Spend long enough in America's frozen north, and you get used to seeing stunning displays of nature high in the sky. Mostly it's in the form of the shimmering curtains of light created as solar winds collide with the upper atmosphere.
To photographer Todd Salat, auroras are worth a patient wait in the cold night air. Yet early Saturday morning, near the city of Delta Junction, he caught sight of a meteorological phenomenon that was quite unlike anything he'd ever seen.
Against a stunning backdrop of rippling green light, a blue spiral blossomed from a bright light on the northern horizon, growing larger as it quickly moved across the sky.
A timelapse of the amazing view can be seen in the clip below, starting at around 1 minute 28 seconds on the video (timestamp of 0950 UT).
"It was a beautiful piece of art in the sky," Salat told Annie Berman from Anchorage Daily News.
Thankfully Salat was prepared, capturing some stunning photographs of the spiral for all of us to appreciate.

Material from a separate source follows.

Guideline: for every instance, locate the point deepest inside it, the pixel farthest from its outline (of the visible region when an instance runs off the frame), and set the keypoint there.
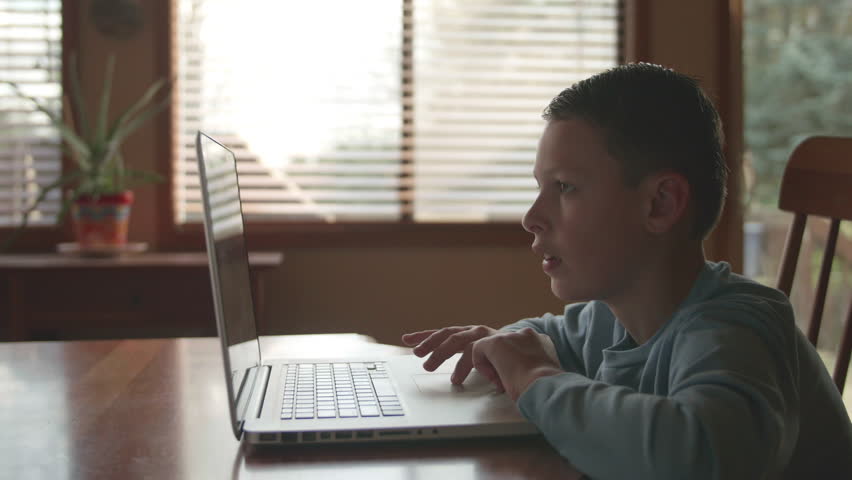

As unusual as the sight might have been to Alaskan residents, it's far from the first time a glowing swirl has drawn the attention of beguiled skywatchers. And it has a pretty simple explanation.
A few hours prior to the spiral's appearance, half a continent away at California's Vandenberg Space Force Base, SpaceX launched a Falcon 9 rocket containing dozens of satellites as part of their Transporter-7 mission.
Minutes after launch, the first stage rocket dropped back to the surface and gently landed, available to be reused in future missions.
Meanwhile, the Falcon 9's upper stage continued into orbit where it completed its mission before descending back to Earth in a tumbling spiral.
Venting its leftover fuel in the upper atmosphere, water vapor in the gasses would have frozen into tiny, light-reflecting crystals.
Though we can only really speculate on the cause of this particular glowing whirl, sky spirals have appeared in connection with rocket launches for years, making it a sound bet that Salat snapped a space mission and not an invading cosmic jellyfish.
As stunning as the view is, however, not all enthusiasts of nature's beauty would be keen to see more like it.
Swarms of tiny satellites filling the night sky are becoming an astronomer's nightmare, streaking across star fields and polluting pristine views of the heavens.
With commercial space travel taking off and making orbiting technology cheaper, glowing space spirals are bound to become less mysterious. Meaning we'll be seeing more artworks like this blooming in the sky in the near future.